Survival curves of five Trichogramma species at different temperature regimes (70 ± 10% RH; 12L:12D photoperiod).
Longevity
Longevity of the five Trichogramma species were affected by temperature (F (4,448) = 244.35; p < 0.001), parasitoid species (F (4,448) = 91.77; p < 0.001), parasitoid sex (F (1,448) = 37.95; p < 0.001), and by the interactions among these three factors (F (16,448) = 2.50; p = 0.001). For all parasitoid species, longevity decreased as temperature increased. At 14 and 18°C significant differences among species were recorded, with T. pretiosum living longer than the other species (Table 2).
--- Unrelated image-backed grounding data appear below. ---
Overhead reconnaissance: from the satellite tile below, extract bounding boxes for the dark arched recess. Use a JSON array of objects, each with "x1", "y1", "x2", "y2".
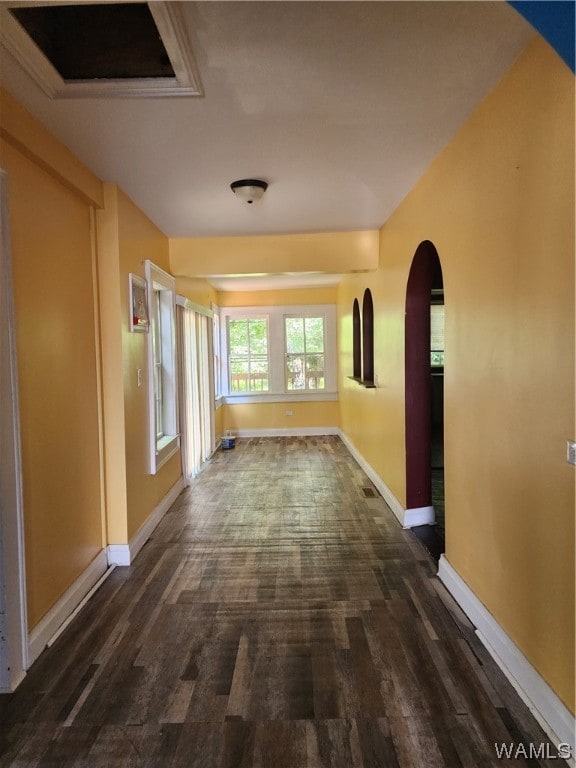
[
  {"x1": 362, "y1": 288, "x2": 374, "y2": 384},
  {"x1": 352, "y1": 299, "x2": 362, "y2": 379},
  {"x1": 405, "y1": 240, "x2": 442, "y2": 522}
]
Parasitoids emerged per host
The mean number of parasitoids emerged per host was also affected by temperature (F (4,214) = 73.49; p < 0.001), parasitoid species (F (4,214) = 81.50; p < 0.001), and the interaction between these factors (F (16,214) = 14.71; p < 0.001; Table 3).
Discussion
Temperature significantly affected parasitism, age-specific survival, progeny production, and longevity of all five Trichogramma species studied. Although all parasitoids survived and were able to parasitize eggs in the range between 14 and 30°C, the response to the extreme temperatures varied according to the species. For instance, T. acacioi showed a higher tolerance to low temperatures compared to T. pretiosum and T. atopovirilia. A similar adaptation of T. acacioi to low temperatures was recorded by Pratissoli et al (2009) using factitious hosts.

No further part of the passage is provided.